Feds Need Not Help|Marijuana Credit Union

     DENVER (CN) – The Federal Reserve has no obligation to approve a master account for Colorado’s first marijuana credit union, a federal judge ruled Tuesday.
     The Colorado-based Fourth Corner Credit Union sued the Federal Reserve in July 2015 after it was refused a master account number, without which Fourth Corner cannot legally function. Fourth Corner wanted to provide services to Colorado marijuana businesses.
     The Federal Reserve said that because marijuana is still illegal under federal law, states that have legalized it, such as Colorado and Washington, cannot legally have access to the electronic banking system that all banks and credit unions use.
     U.S. District Judge Brooke Jackson dismissed the lawsuit with prejudice Wednesday.
     The judge described the Fourth Corner’s legal battle as an attempt to persuade courts to “‘look the other way’ if financial institutions don’t mind violating the law.”
     “Plaintiff attempts to give me comfort that, notwithstanding the oath I took to uphold the laws of the United States, I can grant the relief it seeks,” Jackson wrote.
     “Plaintiff amended its complaint to specify that it intends to provide banking services ‘in strict accordance with state and federal laws, regulations and guidance’… but that is the point – this Court may not ignore Congress’s present judgment that distribution of marijuana, and aiding and abetting such distribution, is illegal.”
     Marijuana businesses operate almost entirely by cash, and pay employees without direct deposits or electronic payroll services.
     The Fourth Corner Credit Union said its business plan would give marijuana dispensaries access to such services, creating a safer and more secure means to deposit and transfer money. It would charge its members fees to ensure that did its due diligence under the Cole memorandum, which regulates financial crimes related to the sale of marijuana, and the Financial Crimes Enforcement Network.

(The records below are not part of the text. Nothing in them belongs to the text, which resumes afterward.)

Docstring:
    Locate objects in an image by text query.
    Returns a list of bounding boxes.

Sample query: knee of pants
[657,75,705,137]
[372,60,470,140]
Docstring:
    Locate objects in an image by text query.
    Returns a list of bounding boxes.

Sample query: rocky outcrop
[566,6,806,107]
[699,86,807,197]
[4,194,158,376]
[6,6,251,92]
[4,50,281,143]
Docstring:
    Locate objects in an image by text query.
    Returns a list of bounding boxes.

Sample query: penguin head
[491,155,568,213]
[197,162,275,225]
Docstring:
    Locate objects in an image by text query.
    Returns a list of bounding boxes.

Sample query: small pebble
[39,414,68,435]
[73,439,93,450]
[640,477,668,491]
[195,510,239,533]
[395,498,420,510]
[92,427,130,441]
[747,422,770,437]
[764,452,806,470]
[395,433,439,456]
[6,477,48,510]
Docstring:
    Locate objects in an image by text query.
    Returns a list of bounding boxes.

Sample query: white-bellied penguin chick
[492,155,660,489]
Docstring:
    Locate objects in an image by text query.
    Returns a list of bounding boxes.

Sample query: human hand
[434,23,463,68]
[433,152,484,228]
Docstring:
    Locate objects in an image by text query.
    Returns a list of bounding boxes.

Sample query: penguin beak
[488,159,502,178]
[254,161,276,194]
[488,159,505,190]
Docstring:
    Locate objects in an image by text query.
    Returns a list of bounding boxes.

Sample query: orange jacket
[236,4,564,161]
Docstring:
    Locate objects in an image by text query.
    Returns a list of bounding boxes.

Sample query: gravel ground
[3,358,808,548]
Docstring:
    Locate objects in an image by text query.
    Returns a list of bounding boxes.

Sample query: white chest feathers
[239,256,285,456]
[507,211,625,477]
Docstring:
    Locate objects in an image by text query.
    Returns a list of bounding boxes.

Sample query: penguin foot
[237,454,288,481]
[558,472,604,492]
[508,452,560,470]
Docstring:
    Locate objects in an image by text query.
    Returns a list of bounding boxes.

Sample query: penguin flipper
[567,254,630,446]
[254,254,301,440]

     “But therein lies the rub,” Jackson wrote. “Plaintiff contends that the FinCEN guidance and Cole memorandum already provide federal authorization to financial institutions to serve MRBs [marijuana-related businesses]. Therefore, offering to serve MRBs only if authorized by federal law is something of a sleight of hand. The problem is, the FinCEN guidance and Cole memorandum do nothing of the sort. On the contrary, the Cole memorandum emphatically reiterates that the manufacture and distribution of marijuana violates the Controlled Substances Act, and that the Department of Justice is committed to enforcement of that Act. It directs federal prosecutors to apply certain priorities in making enforcement decisions, but it does not change the law.”
     But Jackson did not allow the federal guidelines to emerge unscathed. His ruling continues: “The FinCEN guidance acknowledges that financial transactions involving MRBs generally involve funds derived from illegal activity, and that banks must report such transactions as ‘suspicious activity.’ It then, hypocritically in my view, simplifies the reporting requirements.”
     The credit union’s attorney Mark Mason did not immediately respond to a request for comment Wednesday.
     Fourth Corner CEO Deirdre O’Gorman told Colorado news outlets that she has not yet decided whether to appeal.